Query efficient black-box adversarial attack on deep neural networks

Deep neural networks (DNNs) have demonstrated excellent performance on various tasks, yet they are under the risk of adversarial examples that can be easily generated when the target model is accessible to an attacker (white-box setting). As plenty of machine learning models have been deployed via online services that only provide query outputs from inaccessible models (e.g., Google Cloud Vision API2), black -box adversarial attacks raise critical security concerns in practice rather than white-box ones. However, existing query-based black-box adversarial attacks often require excessive model queries to maintain a high attack success rate.
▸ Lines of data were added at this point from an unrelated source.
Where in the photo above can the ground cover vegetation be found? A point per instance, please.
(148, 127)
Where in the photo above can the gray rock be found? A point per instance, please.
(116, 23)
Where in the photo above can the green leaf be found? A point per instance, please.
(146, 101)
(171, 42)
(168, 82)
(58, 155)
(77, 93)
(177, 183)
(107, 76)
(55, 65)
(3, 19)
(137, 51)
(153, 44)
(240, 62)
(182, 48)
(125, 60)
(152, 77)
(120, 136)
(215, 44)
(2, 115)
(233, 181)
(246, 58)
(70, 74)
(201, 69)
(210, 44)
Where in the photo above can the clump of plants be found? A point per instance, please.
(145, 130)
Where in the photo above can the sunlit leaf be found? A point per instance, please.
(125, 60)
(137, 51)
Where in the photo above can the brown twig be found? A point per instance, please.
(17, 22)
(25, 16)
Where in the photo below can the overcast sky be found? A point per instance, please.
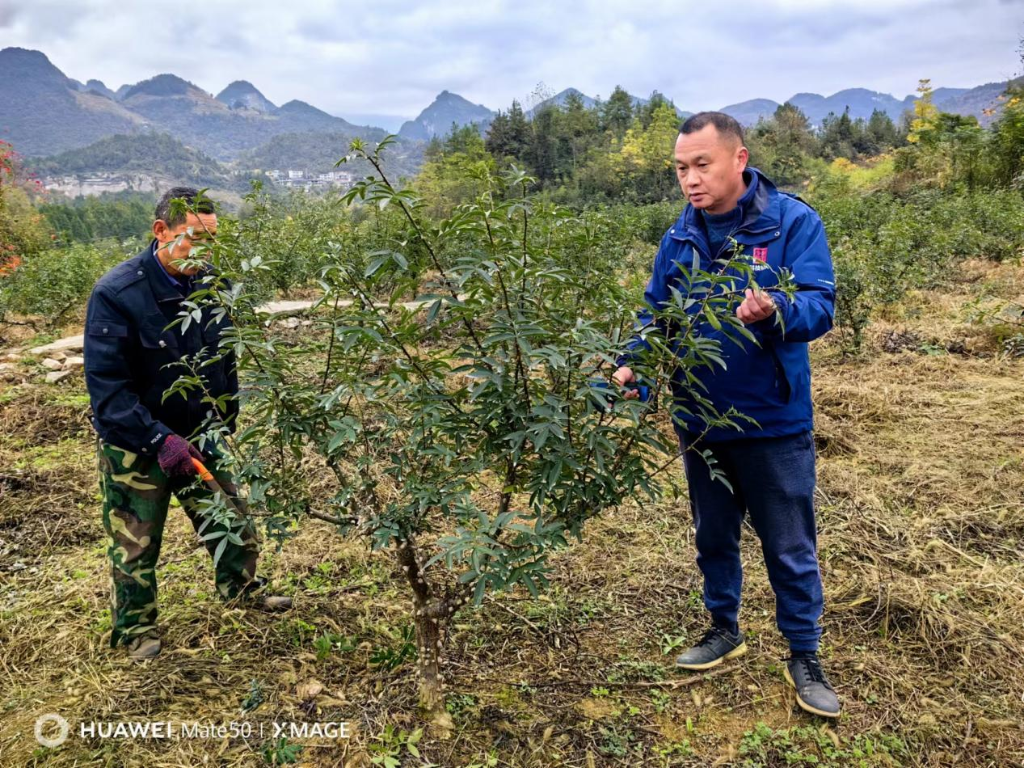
(393, 56)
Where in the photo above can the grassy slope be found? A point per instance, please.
(921, 537)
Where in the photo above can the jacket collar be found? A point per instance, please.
(159, 284)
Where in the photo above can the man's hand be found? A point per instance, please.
(624, 377)
(175, 457)
(756, 306)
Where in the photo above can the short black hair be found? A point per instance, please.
(194, 200)
(726, 125)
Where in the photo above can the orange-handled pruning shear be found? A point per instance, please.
(212, 483)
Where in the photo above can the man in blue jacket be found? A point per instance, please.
(144, 453)
(770, 465)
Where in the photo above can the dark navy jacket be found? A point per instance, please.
(128, 356)
(770, 383)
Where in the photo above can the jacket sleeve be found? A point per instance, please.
(120, 417)
(654, 295)
(810, 312)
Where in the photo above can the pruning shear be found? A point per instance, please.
(211, 482)
(609, 392)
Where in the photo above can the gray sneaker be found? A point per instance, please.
(814, 692)
(144, 646)
(717, 645)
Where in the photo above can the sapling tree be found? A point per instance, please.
(456, 387)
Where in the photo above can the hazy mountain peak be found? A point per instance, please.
(243, 94)
(31, 66)
(446, 110)
(164, 85)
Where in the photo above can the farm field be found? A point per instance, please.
(921, 539)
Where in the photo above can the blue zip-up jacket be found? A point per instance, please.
(770, 383)
(128, 356)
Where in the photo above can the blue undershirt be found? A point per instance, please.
(178, 284)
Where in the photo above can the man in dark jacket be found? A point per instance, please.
(769, 465)
(144, 453)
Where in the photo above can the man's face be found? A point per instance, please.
(198, 228)
(710, 168)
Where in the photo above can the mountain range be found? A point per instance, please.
(45, 113)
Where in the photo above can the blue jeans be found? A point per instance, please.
(772, 479)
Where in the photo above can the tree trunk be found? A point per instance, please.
(430, 615)
(428, 640)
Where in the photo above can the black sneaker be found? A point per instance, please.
(814, 692)
(717, 645)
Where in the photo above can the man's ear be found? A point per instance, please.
(742, 156)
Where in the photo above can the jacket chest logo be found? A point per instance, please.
(760, 259)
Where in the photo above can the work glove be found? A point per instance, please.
(175, 457)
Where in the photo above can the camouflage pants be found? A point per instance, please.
(136, 496)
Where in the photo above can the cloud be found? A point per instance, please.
(393, 57)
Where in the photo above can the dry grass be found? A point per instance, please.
(922, 540)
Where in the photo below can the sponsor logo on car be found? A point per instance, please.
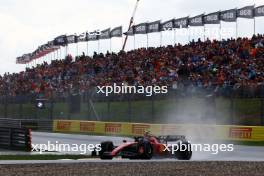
(112, 128)
(87, 126)
(61, 125)
(240, 133)
(139, 129)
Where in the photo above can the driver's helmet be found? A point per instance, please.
(147, 133)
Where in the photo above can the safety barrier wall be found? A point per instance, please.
(15, 138)
(221, 132)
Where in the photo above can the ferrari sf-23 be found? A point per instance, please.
(147, 147)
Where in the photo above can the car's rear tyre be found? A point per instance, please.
(144, 150)
(106, 146)
(184, 154)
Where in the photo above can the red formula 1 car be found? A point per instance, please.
(147, 147)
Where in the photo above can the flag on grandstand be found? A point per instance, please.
(229, 15)
(153, 26)
(212, 18)
(246, 12)
(26, 58)
(181, 22)
(82, 37)
(105, 34)
(167, 25)
(71, 39)
(196, 21)
(259, 11)
(130, 31)
(140, 28)
(116, 32)
(60, 40)
(93, 36)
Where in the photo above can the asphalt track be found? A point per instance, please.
(240, 153)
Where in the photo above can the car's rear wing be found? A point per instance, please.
(169, 138)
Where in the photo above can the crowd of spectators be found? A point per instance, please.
(209, 64)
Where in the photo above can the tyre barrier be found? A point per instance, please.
(15, 138)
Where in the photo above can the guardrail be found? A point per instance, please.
(15, 138)
(200, 131)
(34, 124)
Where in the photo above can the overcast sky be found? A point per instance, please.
(26, 24)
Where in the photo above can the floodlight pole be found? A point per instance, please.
(130, 24)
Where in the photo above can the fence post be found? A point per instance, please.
(20, 110)
(51, 106)
(129, 108)
(153, 108)
(108, 109)
(262, 111)
(5, 107)
(232, 109)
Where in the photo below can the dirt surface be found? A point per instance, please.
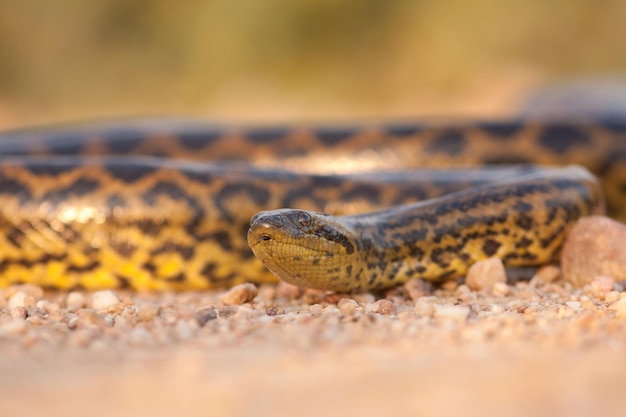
(529, 348)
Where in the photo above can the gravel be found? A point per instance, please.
(541, 347)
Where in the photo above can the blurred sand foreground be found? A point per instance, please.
(526, 349)
(540, 349)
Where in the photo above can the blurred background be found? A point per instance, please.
(286, 60)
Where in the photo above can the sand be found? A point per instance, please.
(529, 348)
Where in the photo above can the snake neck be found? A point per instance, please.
(523, 222)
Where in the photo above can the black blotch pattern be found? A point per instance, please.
(306, 193)
(53, 168)
(560, 139)
(84, 268)
(260, 196)
(450, 142)
(362, 191)
(523, 243)
(335, 135)
(490, 247)
(12, 187)
(124, 247)
(123, 141)
(65, 143)
(80, 188)
(198, 140)
(267, 135)
(502, 130)
(403, 130)
(129, 172)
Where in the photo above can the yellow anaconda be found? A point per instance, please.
(166, 204)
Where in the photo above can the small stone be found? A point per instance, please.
(574, 305)
(140, 336)
(239, 294)
(19, 312)
(13, 327)
(148, 311)
(103, 300)
(501, 288)
(205, 315)
(612, 296)
(90, 318)
(384, 307)
(548, 273)
(75, 300)
(21, 299)
(601, 286)
(485, 274)
(274, 311)
(347, 306)
(619, 307)
(316, 309)
(453, 313)
(594, 247)
(183, 330)
(416, 288)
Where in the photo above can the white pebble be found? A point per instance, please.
(574, 305)
(13, 327)
(619, 307)
(75, 300)
(102, 300)
(485, 274)
(451, 312)
(20, 299)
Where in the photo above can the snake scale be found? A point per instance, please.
(166, 204)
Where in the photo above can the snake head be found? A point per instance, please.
(304, 248)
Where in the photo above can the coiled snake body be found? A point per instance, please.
(166, 204)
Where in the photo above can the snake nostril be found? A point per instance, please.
(304, 219)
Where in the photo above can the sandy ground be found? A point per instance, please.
(530, 348)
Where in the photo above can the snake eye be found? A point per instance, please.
(304, 219)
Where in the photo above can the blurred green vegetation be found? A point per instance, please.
(285, 59)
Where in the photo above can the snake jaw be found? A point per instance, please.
(302, 248)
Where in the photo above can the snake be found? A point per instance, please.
(166, 204)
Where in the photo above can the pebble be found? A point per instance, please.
(90, 318)
(21, 299)
(384, 307)
(417, 288)
(148, 311)
(594, 247)
(452, 313)
(205, 315)
(501, 288)
(619, 307)
(19, 312)
(103, 300)
(75, 300)
(548, 273)
(485, 274)
(239, 294)
(601, 286)
(347, 306)
(13, 327)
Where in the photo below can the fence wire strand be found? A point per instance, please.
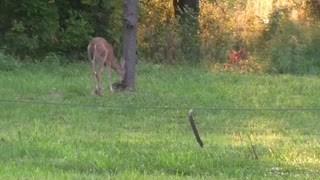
(132, 106)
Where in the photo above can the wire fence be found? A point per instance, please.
(115, 106)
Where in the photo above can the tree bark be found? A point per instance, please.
(130, 8)
(187, 12)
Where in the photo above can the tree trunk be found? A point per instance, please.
(187, 12)
(130, 8)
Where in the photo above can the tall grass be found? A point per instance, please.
(52, 128)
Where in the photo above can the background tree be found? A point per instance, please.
(187, 12)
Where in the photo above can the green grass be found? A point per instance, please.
(51, 127)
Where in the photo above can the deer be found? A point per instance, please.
(101, 54)
(236, 56)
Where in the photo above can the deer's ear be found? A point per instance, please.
(122, 62)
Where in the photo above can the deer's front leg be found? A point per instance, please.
(98, 77)
(109, 71)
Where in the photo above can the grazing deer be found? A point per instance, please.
(101, 52)
(236, 56)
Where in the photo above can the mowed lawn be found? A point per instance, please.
(253, 126)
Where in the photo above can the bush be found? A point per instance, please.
(8, 63)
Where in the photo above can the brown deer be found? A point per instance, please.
(236, 56)
(101, 52)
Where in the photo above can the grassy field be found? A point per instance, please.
(252, 125)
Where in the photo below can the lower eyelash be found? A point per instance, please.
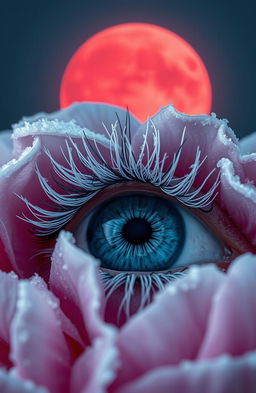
(149, 284)
(124, 168)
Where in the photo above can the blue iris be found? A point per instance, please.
(136, 232)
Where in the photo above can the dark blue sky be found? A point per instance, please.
(37, 40)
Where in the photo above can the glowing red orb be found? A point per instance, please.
(141, 66)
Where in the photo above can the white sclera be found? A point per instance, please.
(200, 245)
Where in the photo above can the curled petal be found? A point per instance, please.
(231, 326)
(39, 349)
(172, 327)
(238, 196)
(222, 375)
(11, 383)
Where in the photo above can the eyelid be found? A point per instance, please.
(215, 220)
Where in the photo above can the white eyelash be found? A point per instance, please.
(149, 283)
(124, 167)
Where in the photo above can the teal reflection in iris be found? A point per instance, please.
(136, 232)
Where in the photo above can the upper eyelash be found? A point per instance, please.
(124, 167)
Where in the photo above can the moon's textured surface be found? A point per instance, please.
(141, 66)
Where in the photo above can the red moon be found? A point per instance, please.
(139, 66)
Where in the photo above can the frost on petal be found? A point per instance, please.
(39, 350)
(231, 326)
(221, 375)
(75, 282)
(11, 383)
(5, 147)
(90, 119)
(171, 328)
(212, 136)
(248, 144)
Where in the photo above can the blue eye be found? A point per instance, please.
(136, 233)
(146, 233)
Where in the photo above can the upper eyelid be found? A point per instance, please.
(48, 222)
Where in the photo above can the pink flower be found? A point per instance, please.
(199, 332)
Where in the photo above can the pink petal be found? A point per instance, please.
(74, 280)
(5, 147)
(39, 350)
(15, 238)
(8, 296)
(221, 375)
(10, 383)
(214, 138)
(232, 322)
(238, 195)
(72, 122)
(171, 328)
(96, 368)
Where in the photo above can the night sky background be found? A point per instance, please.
(37, 40)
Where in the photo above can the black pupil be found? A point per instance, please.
(137, 231)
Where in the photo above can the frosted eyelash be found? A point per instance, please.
(124, 167)
(149, 284)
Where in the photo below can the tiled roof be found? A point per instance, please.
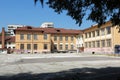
(8, 38)
(50, 30)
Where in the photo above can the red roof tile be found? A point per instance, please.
(8, 38)
(50, 30)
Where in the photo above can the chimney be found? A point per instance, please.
(3, 38)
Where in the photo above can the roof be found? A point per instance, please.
(50, 30)
(94, 27)
(8, 38)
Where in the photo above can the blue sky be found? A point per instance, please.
(26, 13)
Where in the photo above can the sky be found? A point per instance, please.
(25, 12)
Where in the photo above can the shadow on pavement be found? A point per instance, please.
(109, 73)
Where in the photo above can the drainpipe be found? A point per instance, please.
(3, 38)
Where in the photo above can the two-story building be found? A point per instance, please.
(37, 40)
(101, 39)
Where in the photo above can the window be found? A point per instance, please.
(55, 46)
(97, 33)
(35, 46)
(45, 36)
(21, 46)
(108, 29)
(66, 38)
(28, 36)
(66, 47)
(35, 37)
(102, 32)
(55, 38)
(93, 44)
(85, 35)
(72, 38)
(45, 46)
(86, 44)
(108, 42)
(89, 44)
(60, 38)
(89, 34)
(103, 43)
(9, 42)
(21, 36)
(60, 46)
(72, 47)
(93, 33)
(28, 46)
(97, 43)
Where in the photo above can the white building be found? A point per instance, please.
(11, 29)
(47, 25)
(79, 43)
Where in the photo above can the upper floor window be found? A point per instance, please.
(45, 46)
(102, 31)
(61, 38)
(35, 37)
(89, 44)
(85, 35)
(55, 46)
(35, 46)
(108, 30)
(60, 47)
(66, 38)
(108, 42)
(97, 43)
(93, 33)
(97, 33)
(86, 44)
(89, 34)
(93, 44)
(66, 47)
(28, 36)
(21, 36)
(21, 46)
(72, 47)
(55, 38)
(28, 46)
(72, 38)
(103, 43)
(45, 36)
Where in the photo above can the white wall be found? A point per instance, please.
(10, 45)
(79, 41)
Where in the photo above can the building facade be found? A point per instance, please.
(7, 43)
(101, 39)
(11, 28)
(40, 40)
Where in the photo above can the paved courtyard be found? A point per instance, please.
(52, 66)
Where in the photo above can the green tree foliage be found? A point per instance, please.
(99, 10)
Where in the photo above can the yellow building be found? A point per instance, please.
(39, 40)
(105, 39)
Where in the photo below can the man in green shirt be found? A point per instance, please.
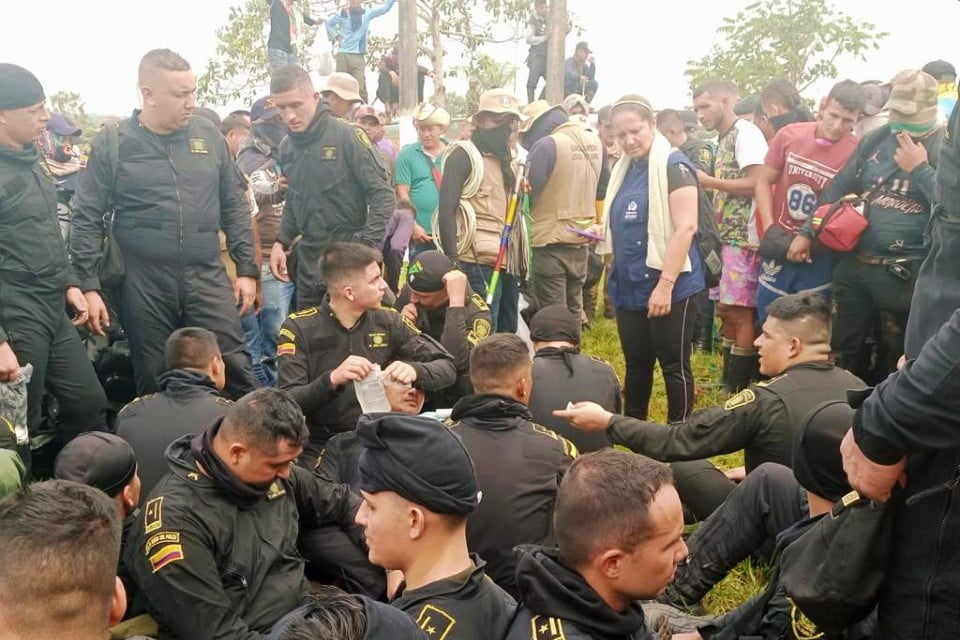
(417, 173)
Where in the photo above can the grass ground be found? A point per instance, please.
(602, 341)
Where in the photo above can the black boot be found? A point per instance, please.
(743, 370)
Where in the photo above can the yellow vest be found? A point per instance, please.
(569, 196)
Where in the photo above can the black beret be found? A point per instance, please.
(97, 459)
(19, 88)
(425, 274)
(817, 464)
(555, 323)
(419, 459)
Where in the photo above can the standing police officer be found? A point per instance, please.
(337, 189)
(36, 281)
(173, 190)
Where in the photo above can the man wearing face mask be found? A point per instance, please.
(477, 181)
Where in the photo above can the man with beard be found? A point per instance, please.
(478, 178)
(337, 189)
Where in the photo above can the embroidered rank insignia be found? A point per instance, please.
(363, 137)
(153, 515)
(304, 313)
(542, 628)
(742, 399)
(165, 537)
(165, 555)
(435, 622)
(479, 302)
(276, 491)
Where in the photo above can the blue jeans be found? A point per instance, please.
(277, 297)
(505, 310)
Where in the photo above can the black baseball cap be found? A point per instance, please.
(425, 274)
(97, 459)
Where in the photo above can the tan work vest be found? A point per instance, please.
(570, 194)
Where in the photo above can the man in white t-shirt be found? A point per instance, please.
(740, 153)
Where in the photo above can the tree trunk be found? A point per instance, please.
(439, 88)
Therefore, in order to improve query efficiency, we explore the distribution of adversarial examples around benign inputs with the help of image structure information characterized by a Neural Process, and propose a Neural Process based black-box adversarial attack (NP-Attack) in this paper. Our proposed NP-Attack could be further boosted when applied with surrogate models or tiling tricks. Extensive experiments show that NP-Attack could greatly decrease the query counts under the black-box setting.(c) 2022 Elsevier Ltd. All rights reserved.

Automated summary

This paper proposes a Neural Process based black-box adversarial attack (NP-Attack), which utilizes image structure information and surrogate models to significantly reduce the query counts in black-box settings.